Vi La guerra de las galaxias siete veces en el cine, la mayoría de ellas en la sala Astoria de Bilbao. No puedo recordar con exactitud cuáles fueron las razones de que me cautivara de semejante manera, si los segundos que tardaba el crucero imperial en cruzar la pantalla al comienzo de la película, o Darth Vader entrando en la nave de la princesa Leia, o los dos robots perdidos en busca de Obi-Wan, o la cantina de Mos Eisley; o la ironía de Han Solo, o la inocencia de Luke, o la rebeldía de Leia Organa, o el felpudo con patas de Chewbacca; o el Halcón Milenario, o la batalla final para destruir la Estrella de la Muerte.
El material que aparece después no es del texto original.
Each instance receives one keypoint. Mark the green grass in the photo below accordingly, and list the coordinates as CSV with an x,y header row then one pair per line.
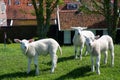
x,y
13,66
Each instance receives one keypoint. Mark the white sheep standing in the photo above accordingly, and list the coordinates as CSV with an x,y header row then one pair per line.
x,y
79,39
33,48
101,45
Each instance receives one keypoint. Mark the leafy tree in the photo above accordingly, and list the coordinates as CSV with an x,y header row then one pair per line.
x,y
106,8
43,11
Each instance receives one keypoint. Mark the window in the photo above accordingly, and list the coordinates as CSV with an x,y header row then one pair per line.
x,y
72,6
17,2
3,8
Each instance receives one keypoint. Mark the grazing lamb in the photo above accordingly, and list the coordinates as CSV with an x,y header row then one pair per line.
x,y
79,39
96,47
33,48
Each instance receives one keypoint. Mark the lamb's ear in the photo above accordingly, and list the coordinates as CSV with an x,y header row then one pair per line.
x,y
17,40
31,40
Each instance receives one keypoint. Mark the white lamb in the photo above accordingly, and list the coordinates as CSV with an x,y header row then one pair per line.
x,y
101,45
33,48
79,39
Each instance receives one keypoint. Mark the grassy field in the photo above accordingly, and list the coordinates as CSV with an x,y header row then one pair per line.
x,y
13,66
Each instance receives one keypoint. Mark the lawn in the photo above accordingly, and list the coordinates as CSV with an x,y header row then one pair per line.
x,y
13,66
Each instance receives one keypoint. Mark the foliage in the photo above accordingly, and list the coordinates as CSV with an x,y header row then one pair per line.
x,y
13,65
43,11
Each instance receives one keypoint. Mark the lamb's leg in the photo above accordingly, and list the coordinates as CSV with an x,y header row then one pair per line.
x,y
112,58
105,57
81,49
36,65
98,64
54,62
86,50
29,63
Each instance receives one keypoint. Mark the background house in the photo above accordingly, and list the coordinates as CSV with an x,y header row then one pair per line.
x,y
3,17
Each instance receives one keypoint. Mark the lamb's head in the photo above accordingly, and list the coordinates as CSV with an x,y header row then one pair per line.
x,y
24,44
78,30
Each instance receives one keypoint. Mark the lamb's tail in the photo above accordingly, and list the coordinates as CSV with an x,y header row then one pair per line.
x,y
60,49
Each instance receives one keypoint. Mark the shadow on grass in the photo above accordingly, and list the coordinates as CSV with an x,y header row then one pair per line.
x,y
76,73
17,75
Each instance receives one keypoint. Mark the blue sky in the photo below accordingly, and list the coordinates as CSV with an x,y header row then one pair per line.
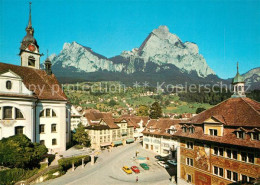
x,y
225,31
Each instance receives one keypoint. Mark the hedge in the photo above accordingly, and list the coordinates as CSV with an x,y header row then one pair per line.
x,y
66,163
11,176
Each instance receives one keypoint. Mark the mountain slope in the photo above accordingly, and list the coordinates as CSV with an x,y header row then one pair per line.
x,y
162,47
161,57
252,78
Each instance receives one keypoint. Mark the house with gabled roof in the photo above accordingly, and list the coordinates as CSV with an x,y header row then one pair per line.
x,y
32,101
221,145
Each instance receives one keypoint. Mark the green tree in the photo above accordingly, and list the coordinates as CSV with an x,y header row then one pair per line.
x,y
18,151
112,103
167,102
155,111
199,110
143,110
81,136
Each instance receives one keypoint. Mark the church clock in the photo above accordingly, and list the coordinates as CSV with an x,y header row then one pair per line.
x,y
31,47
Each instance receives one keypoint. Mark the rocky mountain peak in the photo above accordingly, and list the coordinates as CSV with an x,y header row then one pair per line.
x,y
160,48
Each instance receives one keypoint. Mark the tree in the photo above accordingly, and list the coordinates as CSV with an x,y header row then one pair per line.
x,y
81,136
199,110
167,102
19,152
112,103
155,111
143,110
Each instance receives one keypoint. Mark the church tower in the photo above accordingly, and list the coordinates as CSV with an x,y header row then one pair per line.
x,y
29,50
238,85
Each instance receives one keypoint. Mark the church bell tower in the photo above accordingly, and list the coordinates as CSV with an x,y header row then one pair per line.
x,y
29,50
238,85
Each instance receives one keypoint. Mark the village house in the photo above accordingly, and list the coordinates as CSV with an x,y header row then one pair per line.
x,y
32,101
159,137
139,123
109,132
221,145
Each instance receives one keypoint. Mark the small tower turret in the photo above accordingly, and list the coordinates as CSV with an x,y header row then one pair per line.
x,y
29,50
238,85
48,64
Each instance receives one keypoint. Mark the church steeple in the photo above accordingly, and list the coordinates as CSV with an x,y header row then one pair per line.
x,y
29,28
48,64
239,85
29,50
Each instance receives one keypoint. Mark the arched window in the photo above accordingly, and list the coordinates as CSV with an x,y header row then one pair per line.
x,y
42,113
18,130
53,127
54,141
8,84
18,114
8,112
31,61
48,113
53,113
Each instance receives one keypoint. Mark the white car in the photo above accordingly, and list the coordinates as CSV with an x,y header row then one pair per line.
x,y
163,164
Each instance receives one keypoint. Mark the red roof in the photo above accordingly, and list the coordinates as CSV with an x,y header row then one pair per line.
x,y
160,127
45,87
229,137
96,115
236,114
232,112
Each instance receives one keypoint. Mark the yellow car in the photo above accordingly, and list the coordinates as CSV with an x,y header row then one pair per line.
x,y
127,170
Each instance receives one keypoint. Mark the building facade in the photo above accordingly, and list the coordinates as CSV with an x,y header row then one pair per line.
x,y
158,137
110,132
221,145
32,101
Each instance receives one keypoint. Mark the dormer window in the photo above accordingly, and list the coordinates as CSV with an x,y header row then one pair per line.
x,y
191,130
8,85
31,61
213,132
47,113
255,136
240,134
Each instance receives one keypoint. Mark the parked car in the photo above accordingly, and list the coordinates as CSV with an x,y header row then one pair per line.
x,y
163,164
127,170
144,166
160,158
173,162
135,169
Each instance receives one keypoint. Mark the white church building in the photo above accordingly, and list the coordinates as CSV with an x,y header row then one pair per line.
x,y
32,101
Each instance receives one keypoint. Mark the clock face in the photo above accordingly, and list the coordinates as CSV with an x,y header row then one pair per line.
x,y
31,47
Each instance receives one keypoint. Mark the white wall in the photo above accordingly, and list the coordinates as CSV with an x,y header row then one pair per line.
x,y
60,120
26,107
17,85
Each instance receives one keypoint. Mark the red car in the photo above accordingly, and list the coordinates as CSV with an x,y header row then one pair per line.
x,y
135,169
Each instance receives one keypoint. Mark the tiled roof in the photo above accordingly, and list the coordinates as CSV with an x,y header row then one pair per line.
x,y
229,137
160,127
110,123
45,87
232,112
137,119
96,115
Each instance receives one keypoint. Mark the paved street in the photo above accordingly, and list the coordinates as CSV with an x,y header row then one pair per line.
x,y
108,169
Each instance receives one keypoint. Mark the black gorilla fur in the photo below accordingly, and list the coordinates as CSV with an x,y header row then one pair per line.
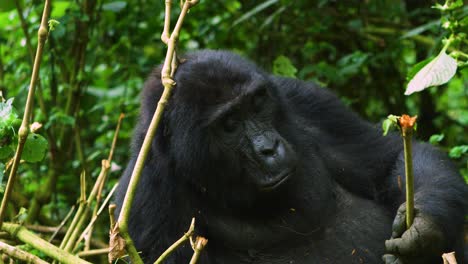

Seguramente todos los elementos de ese mundo imaginario inventado por George Lucas en el que se mezclaban la ciencia ficción, las películas de vaqueros, de espadachines, con dosis de comedia e incluso de historia romántica en la que, por supuesto, el MAL —con mayúsculas, porque para nosotros Darth Vader representaba la oscura y auténtica maldad— era derrotado por el Bien. Creo que tanto mi hermana como yo vivimos la película —a la que siempre hemos definido como La guerra de las galaxias, con su nombre en castellano— como un descubrimiento. Nada era igual hasta ese momento, nadie había rodado algo semejante, era cine en estado puro, y todo lo que tenía que ver con el filme traspasaba la frontera de la pantalla. Aquel año fue el largometraje que obtuvo más Oscar, siete de once nominaciones, y cada premio era como si la Academia certificase que el cine había cambiado —y eso que fue el año de Annie Hall y Encuentros en la Tercera Fase, nada menos—. Me recuerdo delante del televisor viendo el resumen de la ceremonia y palmeando cada vez que decían eso de «And the winner is…», y el título de la película. Ya entonces sabíamos que iban a rodar dos películas más, que aquel era el inicio de otras dos trilogías, que tendríamos aventuras galácticas durante muchos años. Pero no fue igual. Creo que he transmitido la emoción por Star Wars a mi hermana pequeña y a mis sobrinos, jóvenes padawan que continúan enganchados a las historias del universo Lucas. Y quizás por eso mismo, el fallecimiento de Carrie Fisher, la actriz que siempre será la princesa Leia ha sido como si nos robaran un pequeño pedazo de aquellos jóvenes espectadores que fuimos, y queramos verla empuñando su pistola láser para abrirse camino y enfrentarse ella sola al Lado Oscuro.